Surface chemistry and reactivity of well-defined multilayered supported M 1O x/M 2O x/SiO 2 catalysts

Abstract

A series of group 5–7 transition metal oxides (TMOs) were supported on SiO 2 and surface-modified SiO 2 containing surface AlO x , ZrO x , and TiO x species. The surface reactivity of these silica supported oxides was chemically probed with CH 3OH-temperature-programmed surface reaction (TPSR) spectroscopy. The selectivity of the model supported MO x catalytic active sites on SiO 2 generally reflect the same product distribution as their corresponding bulk MO x counterparts toward dimethyl ether (DME), formaldehyde (HCHO) and CO 2 from surface acidic, redox, and basic sites, respectively. The reactivity of the surface MO x sites generally was suppressed by anchoring of the surface MO x species onto the SiO 2 support. The general surface chemistry trend followed the known inorganic chemistry of the corresponding bulk MO x TMOs.

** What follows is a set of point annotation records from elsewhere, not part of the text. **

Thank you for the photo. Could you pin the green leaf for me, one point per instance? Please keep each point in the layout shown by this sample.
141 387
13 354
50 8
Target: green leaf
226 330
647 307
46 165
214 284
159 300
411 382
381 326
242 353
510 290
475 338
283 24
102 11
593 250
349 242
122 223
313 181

For the multilayered supported M 1O x /M 2O x /SiO 2, with M 1 representing the group 5–7 TMOs and M 2 representing Al, Zr or Ti, the selectivity of the catalytic active sites was generally comparable to that for the model-supported M 1O x /SiO 2 catalysts. The reactivity of the surface VO x , MoO x , and ReO x redox sites increased by one to four orders of magnitude with the introduction of the surface modifiers; however, the reactivity of the surface WO x acidic site was mildly suppressed by the presence of the surface modifiers. The reactivity of the basic CrO x site was only mildly perturbed by the surface modifiers. The reactivity trend of the catalytic TMOs sites was related to the electronegativity properties of the anchoring substrate cations (Si > Al > Zr ∼ Ti).